Purists may look down upon the group for its eclectic style that extends from hip-hop and swing to even moves of the acrobatic kind, but to the world, it reveals the massive diversity in the contemporary dance scenario in the US. This dance theatre group likes to dance to recorded music over an eclectic horizon that stretches from the swinging pop music of the seventies, to oriental beats, to jazz, and more. One of the music scores was Silk Road that had an Asian slant to it, while one choreography was set to the sound of silence – a military step dance with the dancers slapping their hands and stomping their feet to create music.

You have to admire western contemporary dance for inventing movements on the go — choreography by choreography, concept by concept, rather than regrouping from the same repertoire of movements. “BYU dancers move about with ease and comfort with their bodies, and the trust and confidence that they displayed in their partners made the dance feel friendly and uplifting, rather than formal and masterly,” remarks veteran Bharatanatyam dancer Chitra Shridhar.
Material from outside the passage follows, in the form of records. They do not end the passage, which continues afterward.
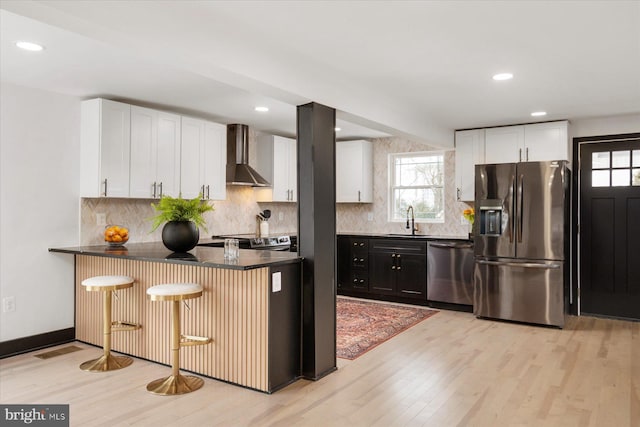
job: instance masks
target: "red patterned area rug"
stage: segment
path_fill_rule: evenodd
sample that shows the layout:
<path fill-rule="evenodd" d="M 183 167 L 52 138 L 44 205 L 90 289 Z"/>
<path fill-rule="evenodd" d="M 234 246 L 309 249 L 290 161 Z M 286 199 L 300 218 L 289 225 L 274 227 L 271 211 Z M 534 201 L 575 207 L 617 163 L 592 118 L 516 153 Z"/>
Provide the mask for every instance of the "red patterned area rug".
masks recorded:
<path fill-rule="evenodd" d="M 337 356 L 353 360 L 437 311 L 337 298 Z"/>

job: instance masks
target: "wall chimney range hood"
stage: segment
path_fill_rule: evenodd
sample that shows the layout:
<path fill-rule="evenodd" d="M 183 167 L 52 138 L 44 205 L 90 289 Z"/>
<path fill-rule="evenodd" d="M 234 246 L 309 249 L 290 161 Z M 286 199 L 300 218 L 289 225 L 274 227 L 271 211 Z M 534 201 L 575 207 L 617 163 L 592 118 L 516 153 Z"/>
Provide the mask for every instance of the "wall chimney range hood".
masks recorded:
<path fill-rule="evenodd" d="M 271 184 L 249 166 L 249 126 L 227 125 L 227 184 L 268 187 Z"/>

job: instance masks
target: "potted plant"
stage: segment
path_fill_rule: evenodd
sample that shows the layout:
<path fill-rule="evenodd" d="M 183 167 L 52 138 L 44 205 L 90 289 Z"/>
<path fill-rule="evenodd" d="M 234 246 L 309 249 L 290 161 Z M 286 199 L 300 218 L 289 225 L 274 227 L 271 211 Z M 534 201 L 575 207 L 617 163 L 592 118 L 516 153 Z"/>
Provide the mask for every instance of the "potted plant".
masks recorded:
<path fill-rule="evenodd" d="M 201 200 L 162 196 L 157 204 L 151 206 L 158 212 L 151 218 L 151 231 L 162 228 L 162 243 L 174 252 L 187 252 L 193 249 L 200 239 L 199 227 L 207 229 L 203 214 L 213 210 L 213 206 Z"/>

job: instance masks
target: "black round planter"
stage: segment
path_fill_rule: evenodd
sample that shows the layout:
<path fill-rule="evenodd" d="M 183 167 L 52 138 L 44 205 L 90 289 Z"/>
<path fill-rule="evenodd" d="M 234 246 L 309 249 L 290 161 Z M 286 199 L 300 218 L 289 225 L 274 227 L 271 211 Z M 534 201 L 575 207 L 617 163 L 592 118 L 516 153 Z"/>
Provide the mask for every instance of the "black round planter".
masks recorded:
<path fill-rule="evenodd" d="M 199 239 L 198 227 L 191 221 L 169 221 L 162 228 L 162 243 L 174 252 L 190 251 Z"/>

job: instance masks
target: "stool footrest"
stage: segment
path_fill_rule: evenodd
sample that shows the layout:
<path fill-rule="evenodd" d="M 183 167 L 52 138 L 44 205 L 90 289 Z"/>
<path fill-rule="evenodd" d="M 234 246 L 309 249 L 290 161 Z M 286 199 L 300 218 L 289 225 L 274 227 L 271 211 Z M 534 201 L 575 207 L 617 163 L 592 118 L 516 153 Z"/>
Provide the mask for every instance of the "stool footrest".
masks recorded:
<path fill-rule="evenodd" d="M 213 339 L 209 337 L 198 337 L 195 335 L 180 335 L 180 346 L 188 347 L 192 345 L 205 345 L 212 342 Z"/>
<path fill-rule="evenodd" d="M 120 332 L 120 331 L 135 331 L 141 329 L 142 325 L 138 323 L 132 322 L 123 322 L 120 320 L 116 320 L 111 322 L 111 331 L 112 332 Z"/>

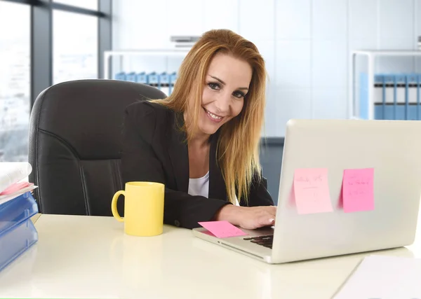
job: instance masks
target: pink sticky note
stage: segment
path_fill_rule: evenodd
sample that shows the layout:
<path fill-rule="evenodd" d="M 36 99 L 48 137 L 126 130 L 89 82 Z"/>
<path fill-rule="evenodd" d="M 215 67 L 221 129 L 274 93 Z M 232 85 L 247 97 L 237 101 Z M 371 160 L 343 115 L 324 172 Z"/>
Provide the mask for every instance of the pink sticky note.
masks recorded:
<path fill-rule="evenodd" d="M 333 211 L 327 168 L 295 169 L 294 195 L 298 214 Z"/>
<path fill-rule="evenodd" d="M 34 186 L 33 183 L 28 183 L 27 181 L 22 181 L 20 183 L 15 183 L 13 185 L 9 186 L 5 190 L 0 193 L 0 195 L 7 195 L 9 194 L 14 193 L 16 191 L 18 191 L 20 189 L 22 189 L 26 187 L 29 187 L 30 186 Z"/>
<path fill-rule="evenodd" d="M 374 209 L 374 168 L 344 170 L 344 211 L 352 213 Z"/>
<path fill-rule="evenodd" d="M 228 221 L 206 221 L 199 222 L 199 224 L 218 238 L 227 238 L 247 235 Z"/>

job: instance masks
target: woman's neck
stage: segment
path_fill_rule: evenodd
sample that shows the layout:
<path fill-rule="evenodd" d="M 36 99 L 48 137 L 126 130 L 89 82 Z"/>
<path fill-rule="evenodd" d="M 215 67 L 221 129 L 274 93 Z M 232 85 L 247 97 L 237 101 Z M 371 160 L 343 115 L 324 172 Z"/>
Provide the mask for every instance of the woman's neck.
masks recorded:
<path fill-rule="evenodd" d="M 209 135 L 204 133 L 195 134 L 189 141 L 189 145 L 193 146 L 195 148 L 204 148 L 208 146 Z"/>

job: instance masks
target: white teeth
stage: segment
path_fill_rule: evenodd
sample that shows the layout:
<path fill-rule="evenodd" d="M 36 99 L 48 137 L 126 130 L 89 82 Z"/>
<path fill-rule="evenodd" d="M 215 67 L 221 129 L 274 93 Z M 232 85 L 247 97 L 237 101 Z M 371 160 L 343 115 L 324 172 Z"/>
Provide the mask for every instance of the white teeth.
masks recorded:
<path fill-rule="evenodd" d="M 214 118 L 214 119 L 215 119 L 215 120 L 220 120 L 220 119 L 222 118 L 222 117 L 221 117 L 221 116 L 215 116 L 215 114 L 213 114 L 213 113 L 211 113 L 210 112 L 209 112 L 209 111 L 207 111 L 207 110 L 206 110 L 206 112 L 208 113 L 208 115 L 209 116 L 210 116 L 212 118 Z"/>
Occasionally, the group does draw from pre-conceived repertoire of movements, like the ‘swing’ dance steps. But since they were put in a context, they didn’t look borrowed, just remembered.

If Rhythm of Life was a choreography synchronised to the natural rhythms in life — from the rhythm of heartbeat to the rhythm of the street, and the rhythm of the city, the dance fell short. But if it was a celebration of the small things in life, if it was a celebration of the ordinary, if it was conceived as a gay move that casually points out the extraordinary gift that we have in every ordinary day of our life, and if the idea was to get the viewer to pause a bit and think about the path he is moving on… then, the dancers did move you.
After all, when the body unfolds, the mind does too… at least a little. And then, when you watch dancers move with so much gaiety, you can’t but get infected by the joy of movement.